The claimants said they didn’t receive written disclosures and that Wasserman never adequately informed them about how a margin account worked and said they believed a margin account was similar to a European bank loan where stock held by the bank would not be liquidated to cover diminishing equity, according to the panel.

However, the record was “replete with disclosures describing margin and how it worked,” the panel said, adding the evidence didn’t show Wasserman violated any laws or obligations to his clients or that he was a threat for future violations.

Dissenting View

Most of the arbitrators ruled in favor of expunging all references to the arbitration from Wasserman’s FINRA registration record.

A dissenting arbitrator said that the broker didn’t seem to do enough to “ensure that ample disclosures” of the risks of investing in certain transactions and strategies involving speculation and margin trading were being received by the clients — despite the fact that they were apparently traveling in Europe and rarely went to New York to get their mail.

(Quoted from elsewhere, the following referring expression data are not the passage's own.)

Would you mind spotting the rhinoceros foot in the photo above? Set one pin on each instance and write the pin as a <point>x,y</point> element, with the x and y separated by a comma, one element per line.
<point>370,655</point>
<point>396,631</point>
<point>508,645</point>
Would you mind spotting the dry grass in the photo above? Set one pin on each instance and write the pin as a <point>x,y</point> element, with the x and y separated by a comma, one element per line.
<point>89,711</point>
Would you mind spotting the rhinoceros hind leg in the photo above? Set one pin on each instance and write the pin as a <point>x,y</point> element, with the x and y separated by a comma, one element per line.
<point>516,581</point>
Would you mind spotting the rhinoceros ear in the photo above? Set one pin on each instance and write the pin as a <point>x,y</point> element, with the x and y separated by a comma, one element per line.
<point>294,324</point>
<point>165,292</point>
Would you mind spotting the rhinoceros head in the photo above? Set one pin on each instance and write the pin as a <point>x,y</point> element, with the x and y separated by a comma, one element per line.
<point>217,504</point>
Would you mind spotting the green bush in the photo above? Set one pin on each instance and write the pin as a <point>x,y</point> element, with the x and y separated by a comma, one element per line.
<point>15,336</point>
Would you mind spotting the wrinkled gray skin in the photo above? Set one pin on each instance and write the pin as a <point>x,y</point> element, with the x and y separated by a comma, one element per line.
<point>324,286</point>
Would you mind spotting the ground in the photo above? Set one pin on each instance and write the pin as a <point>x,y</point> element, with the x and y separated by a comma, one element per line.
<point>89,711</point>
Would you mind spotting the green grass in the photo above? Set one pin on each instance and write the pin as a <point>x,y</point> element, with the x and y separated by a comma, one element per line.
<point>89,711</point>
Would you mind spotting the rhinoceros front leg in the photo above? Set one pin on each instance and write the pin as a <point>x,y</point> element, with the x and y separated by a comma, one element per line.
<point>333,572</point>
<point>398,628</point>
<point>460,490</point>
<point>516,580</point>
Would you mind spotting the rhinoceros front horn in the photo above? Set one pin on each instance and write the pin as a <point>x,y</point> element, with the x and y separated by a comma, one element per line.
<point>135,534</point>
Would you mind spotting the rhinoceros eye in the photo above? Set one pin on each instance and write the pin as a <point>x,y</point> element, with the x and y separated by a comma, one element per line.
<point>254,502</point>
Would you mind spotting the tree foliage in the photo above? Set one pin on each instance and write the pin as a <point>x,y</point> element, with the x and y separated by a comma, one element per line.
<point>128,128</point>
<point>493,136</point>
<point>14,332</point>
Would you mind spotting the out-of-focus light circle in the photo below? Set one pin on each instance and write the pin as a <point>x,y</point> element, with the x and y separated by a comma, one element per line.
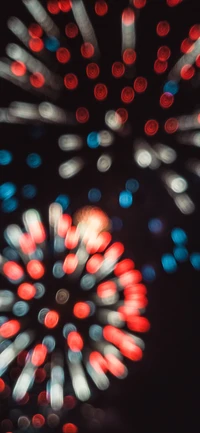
<point>179,236</point>
<point>5,157</point>
<point>195,260</point>
<point>63,200</point>
<point>29,191</point>
<point>125,199</point>
<point>34,160</point>
<point>94,195</point>
<point>9,205</point>
<point>169,263</point>
<point>7,190</point>
<point>180,253</point>
<point>132,185</point>
<point>155,225</point>
<point>93,140</point>
<point>148,273</point>
<point>52,44</point>
<point>104,163</point>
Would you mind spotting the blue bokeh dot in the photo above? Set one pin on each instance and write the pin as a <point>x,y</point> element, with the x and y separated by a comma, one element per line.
<point>5,157</point>
<point>94,195</point>
<point>169,263</point>
<point>178,236</point>
<point>195,261</point>
<point>9,205</point>
<point>125,199</point>
<point>93,140</point>
<point>29,191</point>
<point>34,160</point>
<point>132,185</point>
<point>63,200</point>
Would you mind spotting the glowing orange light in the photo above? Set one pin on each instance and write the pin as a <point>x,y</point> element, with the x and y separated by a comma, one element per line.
<point>114,251</point>
<point>101,8</point>
<point>118,69</point>
<point>38,420</point>
<point>70,81</point>
<point>51,319</point>
<point>127,95</point>
<point>9,329</point>
<point>36,44</point>
<point>69,428</point>
<point>151,127</point>
<point>171,125</point>
<point>74,341</point>
<point>35,30</point>
<point>114,365</point>
<point>27,244</point>
<point>65,5</point>
<point>100,92</point>
<point>94,263</point>
<point>70,264</point>
<point>26,291</point>
<point>128,17</point>
<point>35,269</point>
<point>39,355</point>
<point>129,56</point>
<point>52,6</point>
<point>166,100</point>
<point>92,70</point>
<point>64,223</point>
<point>71,30</point>
<point>82,115</point>
<point>87,50</point>
<point>163,28</point>
<point>37,80</point>
<point>124,266</point>
<point>187,72</point>
<point>63,55</point>
<point>72,238</point>
<point>81,310</point>
<point>160,67</point>
<point>18,68</point>
<point>106,289</point>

It was “unclear why he did not take the additional step of copying them electronically on all compliance management letters issued for the margin account rather than just once in an email,” the dissenting arbitrator said.

The claimants lost about $2.3 million, according to Lee Holland, an attorney at the Investment Advocates in Concord, Massachusetts,  who has been representing them. His clients “live in Germany, but have resided in several European countries,” he said Dec. 20, noting “the case will be appealed.” Merrill Lynch did not immediately provide a comment to ThinkAdvisor.